ですが、仏像のサイズを示すこの寸といったサイズは、仏像の高さでは無くあくまでも御本尊の大日如来の足元から頭のてっぺんまでの高さになります。

仏像としての高さではなく、御本尊の大日如来そのもののサイズでの表記になるので注意が必要になります。

安置する仏像には大日如来像だけでなく光背や台座があります。
それらのサイズは寸尺での表記には含まれないサイズのため、総高でしっかり選ばなければなりません。

特に初めて買う場合ではなく御仏像を買い換える際により注意が必要です。
というのも、先ほどのようにあくまでもサイズ表記の寸尺は大日如来像そのもののサイズであり仏像の全体の高さではないからです。

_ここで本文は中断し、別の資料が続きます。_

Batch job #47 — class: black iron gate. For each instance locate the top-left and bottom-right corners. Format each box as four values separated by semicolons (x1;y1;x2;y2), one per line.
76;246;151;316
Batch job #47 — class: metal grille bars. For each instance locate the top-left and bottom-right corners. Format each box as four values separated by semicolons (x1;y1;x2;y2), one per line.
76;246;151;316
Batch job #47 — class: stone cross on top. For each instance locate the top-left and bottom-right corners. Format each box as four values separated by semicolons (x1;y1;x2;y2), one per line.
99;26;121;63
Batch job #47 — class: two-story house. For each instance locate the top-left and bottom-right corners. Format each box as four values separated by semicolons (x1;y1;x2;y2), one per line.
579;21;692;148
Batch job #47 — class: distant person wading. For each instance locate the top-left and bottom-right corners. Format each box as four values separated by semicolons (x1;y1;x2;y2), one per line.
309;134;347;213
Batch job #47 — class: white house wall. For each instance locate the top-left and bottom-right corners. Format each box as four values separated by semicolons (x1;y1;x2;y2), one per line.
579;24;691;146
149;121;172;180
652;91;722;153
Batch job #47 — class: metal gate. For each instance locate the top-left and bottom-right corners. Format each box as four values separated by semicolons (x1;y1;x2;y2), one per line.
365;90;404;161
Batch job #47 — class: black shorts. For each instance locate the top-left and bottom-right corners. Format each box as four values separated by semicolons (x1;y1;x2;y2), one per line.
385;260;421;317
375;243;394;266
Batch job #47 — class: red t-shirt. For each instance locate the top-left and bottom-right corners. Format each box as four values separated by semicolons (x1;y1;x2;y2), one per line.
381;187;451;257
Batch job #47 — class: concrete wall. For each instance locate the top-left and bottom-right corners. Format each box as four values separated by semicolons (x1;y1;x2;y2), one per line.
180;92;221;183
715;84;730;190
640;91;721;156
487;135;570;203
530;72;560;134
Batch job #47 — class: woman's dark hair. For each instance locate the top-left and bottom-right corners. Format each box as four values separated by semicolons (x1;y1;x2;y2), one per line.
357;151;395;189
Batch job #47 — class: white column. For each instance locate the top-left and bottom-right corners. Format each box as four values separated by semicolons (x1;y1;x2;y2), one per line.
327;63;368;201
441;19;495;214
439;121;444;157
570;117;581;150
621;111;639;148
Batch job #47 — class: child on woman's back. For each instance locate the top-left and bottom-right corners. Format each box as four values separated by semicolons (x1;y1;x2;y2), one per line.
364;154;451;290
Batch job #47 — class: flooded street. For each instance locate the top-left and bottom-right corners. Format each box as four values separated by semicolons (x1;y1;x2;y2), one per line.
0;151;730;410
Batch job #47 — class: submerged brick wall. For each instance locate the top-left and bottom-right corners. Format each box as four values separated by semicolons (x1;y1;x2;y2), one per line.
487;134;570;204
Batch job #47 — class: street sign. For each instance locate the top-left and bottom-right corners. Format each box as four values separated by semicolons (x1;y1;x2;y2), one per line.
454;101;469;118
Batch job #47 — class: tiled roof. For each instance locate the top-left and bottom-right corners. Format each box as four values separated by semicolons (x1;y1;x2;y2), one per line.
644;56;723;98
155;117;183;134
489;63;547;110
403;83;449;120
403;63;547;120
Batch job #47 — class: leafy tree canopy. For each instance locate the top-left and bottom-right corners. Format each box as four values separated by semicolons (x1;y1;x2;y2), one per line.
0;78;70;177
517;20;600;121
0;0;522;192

ですから、今持っている御仏像が2.5寸だったとしても、それはあくまでも大日如来像が2.5寸サイズなだけで、全体が2.5寸というわけではありません。
同じ2.5寸を買えば仏壇に収まると考えてしまうと、大きな失敗となります。

台座や光背によっては高さが10cm以上変わる事もあります。
同じ2.5寸の仏像でも、全体の高さが大きく変わるため、特に仏像の買い換えの際には寸のサイズだけではなく仏像全体の高さを見るように注意しましょう。

掛け軸でも高さの注意点

脇侍は一般家庭では多く掛け軸で安置されます。
この掛け軸の場合、多くは2種類存在し、そのまま置いて立たせる自立型もの、別スタンドやピンなどで安置する自立型でないものがあります。

自立型であればそのまま置けるのでサイズ選びに注意点はありませんが、自立型でない場合、そのまま置く事ができず、別のスタンドや留めピンなどを使って置きます。

そうなると、掛け軸の総高よりも、多少高くなります。
ピンの場合は、下ギリギリには置かないので数cm分の高さが、スタンドであればスタンド分の高さ分だけ余分に高さが必要になります。

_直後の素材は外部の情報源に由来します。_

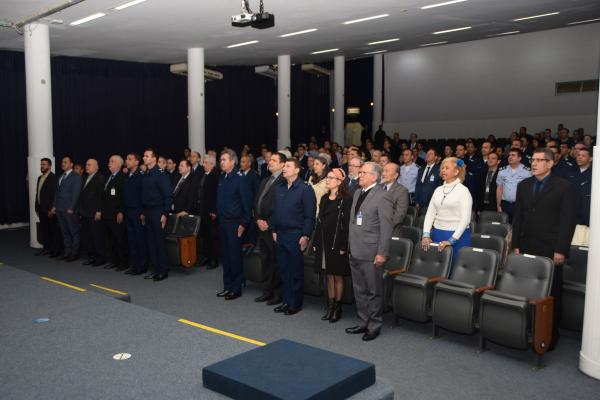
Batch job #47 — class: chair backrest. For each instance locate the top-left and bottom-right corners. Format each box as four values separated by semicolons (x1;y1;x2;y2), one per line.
402;214;415;226
176;215;200;236
477;222;512;237
396;226;423;246
563;246;588;283
479;211;508;224
408;243;452;277
471;233;506;262
383;236;414;270
450;247;500;288
496;253;554;299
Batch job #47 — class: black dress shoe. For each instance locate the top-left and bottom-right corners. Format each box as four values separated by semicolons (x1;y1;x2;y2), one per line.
225;292;242;300
283;307;302;315
273;304;290;313
152;274;169;282
254;294;273;303
267;296;283;306
362;330;379;342
346;325;368;335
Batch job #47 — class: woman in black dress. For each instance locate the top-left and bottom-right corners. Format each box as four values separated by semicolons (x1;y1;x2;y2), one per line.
313;168;352;322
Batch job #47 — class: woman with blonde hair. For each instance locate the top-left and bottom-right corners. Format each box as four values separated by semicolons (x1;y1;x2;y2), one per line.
421;157;473;263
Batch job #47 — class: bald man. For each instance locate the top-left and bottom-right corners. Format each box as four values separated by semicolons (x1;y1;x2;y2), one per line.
79;158;106;266
102;155;128;271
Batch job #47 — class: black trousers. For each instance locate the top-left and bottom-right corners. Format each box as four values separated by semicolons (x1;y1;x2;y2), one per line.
81;216;106;262
258;230;281;297
102;216;128;267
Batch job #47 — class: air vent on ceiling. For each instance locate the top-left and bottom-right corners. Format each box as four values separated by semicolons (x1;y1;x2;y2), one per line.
556;79;598;95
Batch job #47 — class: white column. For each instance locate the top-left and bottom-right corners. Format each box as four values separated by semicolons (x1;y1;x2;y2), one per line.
277;55;292;150
333;56;346;146
371;54;383;132
23;23;54;248
579;70;600;379
188;48;206;154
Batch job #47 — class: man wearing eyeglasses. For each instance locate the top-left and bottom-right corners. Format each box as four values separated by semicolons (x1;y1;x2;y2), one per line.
512;149;576;349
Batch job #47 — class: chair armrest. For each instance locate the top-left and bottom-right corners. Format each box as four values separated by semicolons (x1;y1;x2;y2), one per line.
475;285;494;294
529;296;554;354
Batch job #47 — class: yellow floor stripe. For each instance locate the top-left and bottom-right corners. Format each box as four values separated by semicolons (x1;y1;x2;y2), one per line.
90;283;127;296
179;319;266;346
41;276;86;292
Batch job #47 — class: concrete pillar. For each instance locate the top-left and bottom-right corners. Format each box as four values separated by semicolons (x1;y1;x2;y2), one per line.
187;48;206;154
371;54;383;132
333;56;346;146
579;70;600;379
277;55;292;150
23;23;54;248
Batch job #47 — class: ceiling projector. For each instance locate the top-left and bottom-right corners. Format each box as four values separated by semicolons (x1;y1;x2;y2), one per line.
231;0;275;29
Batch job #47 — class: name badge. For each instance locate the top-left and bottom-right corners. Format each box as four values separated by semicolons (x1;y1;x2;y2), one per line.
356;211;362;226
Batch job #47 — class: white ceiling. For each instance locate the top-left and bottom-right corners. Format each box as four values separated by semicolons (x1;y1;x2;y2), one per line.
0;0;600;65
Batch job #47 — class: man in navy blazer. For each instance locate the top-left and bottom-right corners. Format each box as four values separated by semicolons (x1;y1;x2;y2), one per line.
50;156;82;262
415;149;441;208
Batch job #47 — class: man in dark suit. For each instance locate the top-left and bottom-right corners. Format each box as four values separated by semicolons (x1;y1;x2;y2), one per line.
415;148;441;208
101;155;128;271
346;162;393;341
79;158;106;267
253;153;287;306
477;152;500;211
194;154;219;269
35;158;62;257
512;149;576;349
50;156;82;262
172;160;202;216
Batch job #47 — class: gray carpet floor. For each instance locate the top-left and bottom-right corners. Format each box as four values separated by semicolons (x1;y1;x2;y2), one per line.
0;230;600;400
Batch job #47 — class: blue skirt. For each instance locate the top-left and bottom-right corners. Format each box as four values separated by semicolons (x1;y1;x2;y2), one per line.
431;228;471;266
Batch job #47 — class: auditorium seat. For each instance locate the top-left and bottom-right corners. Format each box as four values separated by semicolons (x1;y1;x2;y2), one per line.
392;243;452;322
560;246;588;331
431;247;500;336
383;238;414;312
479;254;554;367
479;211;508;224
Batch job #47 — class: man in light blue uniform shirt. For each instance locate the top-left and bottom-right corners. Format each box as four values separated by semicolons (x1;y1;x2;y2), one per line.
496;148;531;223
398;149;419;206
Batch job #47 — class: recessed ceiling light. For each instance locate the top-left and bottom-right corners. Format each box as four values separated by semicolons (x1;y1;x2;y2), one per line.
567;18;600;25
419;41;448;47
227;40;258;49
513;11;560;22
115;0;146;11
486;31;521;37
310;49;339;54
342;14;390;25
421;0;467;10
69;13;106;26
433;26;472;35
279;28;318;37
367;38;400;46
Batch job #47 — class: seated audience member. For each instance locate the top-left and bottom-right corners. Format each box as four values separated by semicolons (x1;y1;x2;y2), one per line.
79;158;106;267
50;156;82;261
313;168;352;323
101;155;128;271
421;158;473;263
415;148;441;208
512;149;577;349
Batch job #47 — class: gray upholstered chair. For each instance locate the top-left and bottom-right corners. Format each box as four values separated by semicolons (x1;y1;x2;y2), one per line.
431;247;500;336
392;243;452;322
479;254;554;367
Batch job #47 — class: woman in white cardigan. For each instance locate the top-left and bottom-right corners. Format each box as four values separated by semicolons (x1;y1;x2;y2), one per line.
421;157;473;264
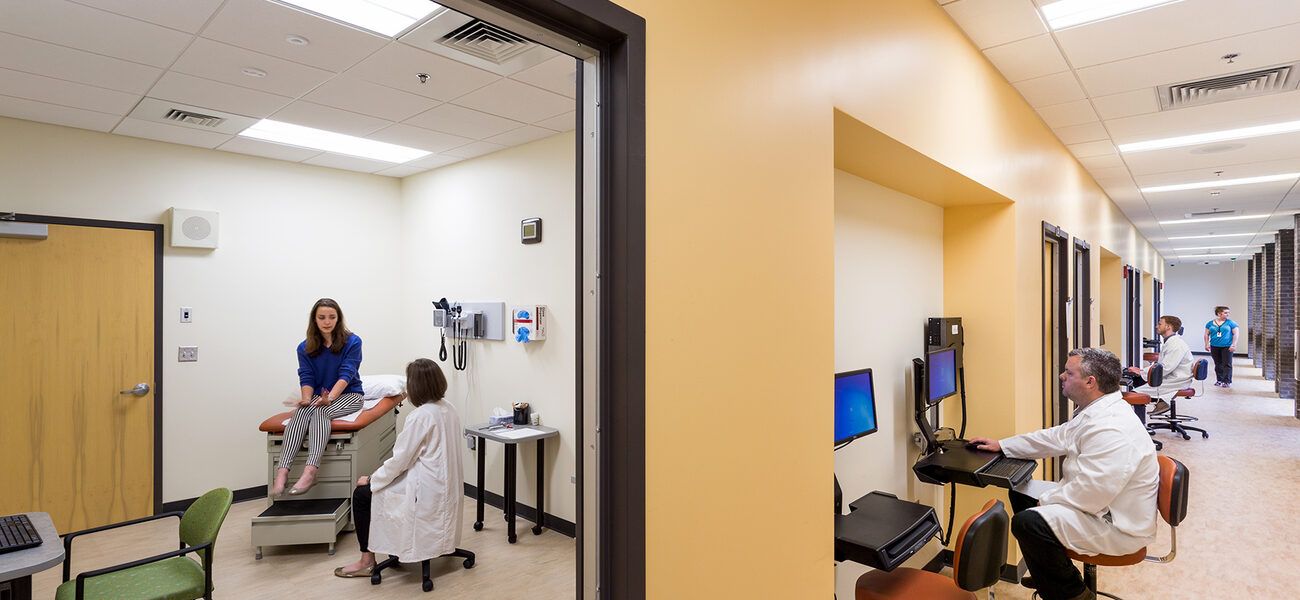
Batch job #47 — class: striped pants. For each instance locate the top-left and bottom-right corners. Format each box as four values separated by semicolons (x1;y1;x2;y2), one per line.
280;394;361;469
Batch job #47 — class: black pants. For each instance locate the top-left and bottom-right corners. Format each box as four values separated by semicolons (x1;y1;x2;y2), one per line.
1003;490;1084;600
1210;345;1232;383
352;483;371;552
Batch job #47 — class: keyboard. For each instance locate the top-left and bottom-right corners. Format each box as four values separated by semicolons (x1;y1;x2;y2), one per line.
0;514;40;555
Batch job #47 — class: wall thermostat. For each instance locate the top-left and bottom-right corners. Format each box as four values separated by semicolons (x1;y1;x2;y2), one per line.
520;217;542;244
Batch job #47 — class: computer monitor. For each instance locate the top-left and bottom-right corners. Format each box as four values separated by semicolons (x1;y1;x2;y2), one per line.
926;345;957;405
835;369;878;445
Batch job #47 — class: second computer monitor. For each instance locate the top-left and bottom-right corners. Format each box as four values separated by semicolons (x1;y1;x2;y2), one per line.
926;345;957;405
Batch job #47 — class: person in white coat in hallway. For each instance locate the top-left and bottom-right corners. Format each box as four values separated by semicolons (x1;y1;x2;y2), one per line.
970;348;1160;600
334;358;465;578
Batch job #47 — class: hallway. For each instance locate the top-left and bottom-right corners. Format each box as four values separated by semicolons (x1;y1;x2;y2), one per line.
993;357;1300;600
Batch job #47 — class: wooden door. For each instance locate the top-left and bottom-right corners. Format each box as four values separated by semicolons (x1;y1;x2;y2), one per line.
0;225;161;532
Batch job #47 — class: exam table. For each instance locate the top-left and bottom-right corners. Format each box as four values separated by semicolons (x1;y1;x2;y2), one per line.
252;394;406;560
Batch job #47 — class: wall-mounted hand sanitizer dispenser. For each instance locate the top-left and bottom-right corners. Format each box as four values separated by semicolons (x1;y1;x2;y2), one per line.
510;304;549;344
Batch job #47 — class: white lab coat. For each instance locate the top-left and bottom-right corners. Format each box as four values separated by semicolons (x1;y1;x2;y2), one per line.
369;400;465;562
1000;392;1160;555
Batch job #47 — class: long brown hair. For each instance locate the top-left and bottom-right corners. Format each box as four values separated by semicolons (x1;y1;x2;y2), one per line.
407;358;447;406
307;297;352;356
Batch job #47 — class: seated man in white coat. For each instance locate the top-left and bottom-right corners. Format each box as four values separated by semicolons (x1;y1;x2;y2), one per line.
971;348;1160;600
1128;314;1193;414
334;358;465;578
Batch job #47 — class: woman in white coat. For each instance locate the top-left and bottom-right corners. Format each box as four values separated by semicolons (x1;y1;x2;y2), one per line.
334;358;464;577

そうなると特に小型仏壇などの場合、その高さ分の余地がなかって入らないという場合もありますので、注意が必要になります。

真言宗においても御本尊選びは非常に大切になりますから、しっかり御本尊・脇侍など間違い無く選びしっかり安置し祀るようにしましょう。

ただ真言宗の場合は、お寺などによっても祀る対象が変わる事も多いため、不明点などがあれば菩提寺などに確認しておきましょう。